MINNEAPOLIS — The University of Minnesota announced that it will be joining Harvard and MIT in its fight against the ICE policy that would deport international students if their schools decide to go fully online this fall.
The Immigration and Customs Enforcement (ICE) directive was announced three days ago and it has left thousands of international students without answers.
International students like Natasha Hood said they came to the U.S. for a good reason for their studies.
"A lot of us truly believe that the U.S. offers some of the best colleges and universities in the world," Hood said.
Born in the UK and as a permanent resident in France, Hood decided to attend the University of St. Thomas. She graduated just this year, as a part of the class of 2020.
"A lot of people don't necessarily remember their college graduations but I think the class of 2020 always will," Hood said.
Through the hardship of wrapping up her undergrad career virtually, Hood made it. She had a bright future. She got accepted to Middlebury for graduate school. She was planning on heading to Middlebury's California campus soon.

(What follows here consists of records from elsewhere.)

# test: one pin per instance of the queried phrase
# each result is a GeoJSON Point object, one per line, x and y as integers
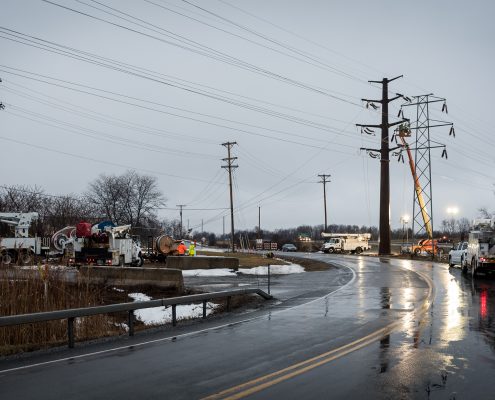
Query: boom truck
{"type": "Point", "coordinates": [99, 244]}
{"type": "Point", "coordinates": [428, 245]}
{"type": "Point", "coordinates": [481, 247]}
{"type": "Point", "coordinates": [20, 248]}
{"type": "Point", "coordinates": [343, 242]}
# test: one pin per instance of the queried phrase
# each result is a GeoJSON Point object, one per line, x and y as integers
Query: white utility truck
{"type": "Point", "coordinates": [345, 242]}
{"type": "Point", "coordinates": [20, 248]}
{"type": "Point", "coordinates": [458, 255]}
{"type": "Point", "coordinates": [481, 247]}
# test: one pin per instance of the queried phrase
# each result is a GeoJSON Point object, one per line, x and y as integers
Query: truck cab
{"type": "Point", "coordinates": [458, 255]}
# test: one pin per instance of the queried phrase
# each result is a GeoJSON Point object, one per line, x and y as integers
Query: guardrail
{"type": "Point", "coordinates": [73, 313]}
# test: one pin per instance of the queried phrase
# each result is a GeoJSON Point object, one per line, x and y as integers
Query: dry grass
{"type": "Point", "coordinates": [25, 292]}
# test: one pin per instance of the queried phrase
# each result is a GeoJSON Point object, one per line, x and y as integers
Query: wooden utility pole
{"type": "Point", "coordinates": [230, 166]}
{"type": "Point", "coordinates": [180, 208]}
{"type": "Point", "coordinates": [384, 246]}
{"type": "Point", "coordinates": [259, 222]}
{"type": "Point", "coordinates": [324, 180]}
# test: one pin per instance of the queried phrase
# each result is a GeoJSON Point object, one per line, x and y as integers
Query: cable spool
{"type": "Point", "coordinates": [165, 244]}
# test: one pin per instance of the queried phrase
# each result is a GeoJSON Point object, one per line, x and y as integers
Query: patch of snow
{"type": "Point", "coordinates": [274, 270]}
{"type": "Point", "coordinates": [162, 315]}
{"type": "Point", "coordinates": [209, 272]}
{"type": "Point", "coordinates": [46, 266]}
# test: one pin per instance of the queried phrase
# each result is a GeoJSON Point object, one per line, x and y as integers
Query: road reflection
{"type": "Point", "coordinates": [483, 307]}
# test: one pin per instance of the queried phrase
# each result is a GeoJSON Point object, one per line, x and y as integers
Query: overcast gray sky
{"type": "Point", "coordinates": [162, 83]}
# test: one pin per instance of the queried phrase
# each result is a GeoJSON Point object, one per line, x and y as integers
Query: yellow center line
{"type": "Point", "coordinates": [266, 381]}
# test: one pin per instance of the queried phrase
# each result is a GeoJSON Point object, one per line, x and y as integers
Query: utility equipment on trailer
{"type": "Point", "coordinates": [100, 244]}
{"type": "Point", "coordinates": [21, 248]}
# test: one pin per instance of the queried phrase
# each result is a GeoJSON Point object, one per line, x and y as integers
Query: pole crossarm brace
{"type": "Point", "coordinates": [388, 80]}
{"type": "Point", "coordinates": [369, 126]}
{"type": "Point", "coordinates": [229, 167]}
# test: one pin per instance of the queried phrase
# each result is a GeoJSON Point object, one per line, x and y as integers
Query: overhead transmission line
{"type": "Point", "coordinates": [68, 107]}
{"type": "Point", "coordinates": [97, 135]}
{"type": "Point", "coordinates": [149, 75]}
{"type": "Point", "coordinates": [305, 144]}
{"type": "Point", "coordinates": [314, 60]}
{"type": "Point", "coordinates": [101, 161]}
{"type": "Point", "coordinates": [211, 53]}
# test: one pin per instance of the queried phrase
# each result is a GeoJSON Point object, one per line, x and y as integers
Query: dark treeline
{"type": "Point", "coordinates": [134, 199]}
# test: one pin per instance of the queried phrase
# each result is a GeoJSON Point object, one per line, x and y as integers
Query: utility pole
{"type": "Point", "coordinates": [383, 153]}
{"type": "Point", "coordinates": [2, 106]}
{"type": "Point", "coordinates": [259, 222]}
{"type": "Point", "coordinates": [230, 160]}
{"type": "Point", "coordinates": [422, 221]}
{"type": "Point", "coordinates": [180, 208]}
{"type": "Point", "coordinates": [324, 178]}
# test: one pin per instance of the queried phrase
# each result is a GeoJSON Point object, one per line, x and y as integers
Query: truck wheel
{"type": "Point", "coordinates": [6, 257]}
{"type": "Point", "coordinates": [26, 257]}
{"type": "Point", "coordinates": [139, 262]}
{"type": "Point", "coordinates": [473, 268]}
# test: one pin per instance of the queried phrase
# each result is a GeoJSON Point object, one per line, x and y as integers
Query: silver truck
{"type": "Point", "coordinates": [22, 247]}
{"type": "Point", "coordinates": [458, 255]}
{"type": "Point", "coordinates": [355, 243]}
{"type": "Point", "coordinates": [481, 247]}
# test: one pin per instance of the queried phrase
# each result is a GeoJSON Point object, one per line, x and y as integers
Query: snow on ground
{"type": "Point", "coordinates": [161, 315]}
{"type": "Point", "coordinates": [262, 270]}
{"type": "Point", "coordinates": [209, 272]}
{"type": "Point", "coordinates": [274, 270]}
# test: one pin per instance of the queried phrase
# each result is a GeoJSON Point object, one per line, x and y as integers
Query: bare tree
{"type": "Point", "coordinates": [126, 199]}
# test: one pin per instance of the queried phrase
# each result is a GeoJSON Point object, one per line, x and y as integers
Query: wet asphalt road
{"type": "Point", "coordinates": [369, 329]}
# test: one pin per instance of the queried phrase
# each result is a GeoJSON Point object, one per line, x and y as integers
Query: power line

"I got in, I accepted and now it doesn't look like I'm going to be going," she said.
With COVID-19 cases steadily on the rise in California, Hood said Middlebury decided to take its fall semester entirely online. Meaning that for her, as an F-1 student with a non-immigrant visa, she is going to have to leave, according to the ICE directive.
"I started looking at apartments," she said. "I'm lucky because I didn't sign a lease yet but I know other students who have signed leases. As schools have decided to go online - this decision to go online, it's not the choice of the international students."
And for those wondering - why can't Hood just simply go back home to France? Well, she can't, at least not right now.
"As far as I know the borders are currently shut," she said. "One of the reasons I made the decision from the outset to stay here was not only because I was applying for graduate school but because my mother is immuno-compromised. She hasn't left the house in months. And to get home, I have to sometimes take four to five flights, travel through several different airports. I might not be in the bracket of getting COVID but if I was a carrier and gave it to her, I'd never be able to forgive myself."
So thousands of students like Hood, are stuck in the U.S.
International students are one of the biggest revenue boosters for U.S. schools. According to the Wall Street Journal, international students contributed more than $30 billion to the U.S. economy in the 2014-15 academic year.
"The most upsetting thing is that legally, we really have no rights," she said. "And we have very little voice and very little say in this fight. I think it's very easy to forget that we're in a global pandemic and the U.S. is the epicenter. So to send thousands of students home - it's terrifying."
Before the pandemic, International students were bound by strict limits on how many online classes they could take to complete their diploma in the U.S. Right now as the ICE directive stands, if a student's school is fully online, that student has to leave the country and return to his/her home country of citizenship or transfer to a different school that offers in-person classes.
If the International student has already left the United States due to the pandemic and their schools are completely online, they will not be allowed back into the U.S. this fall.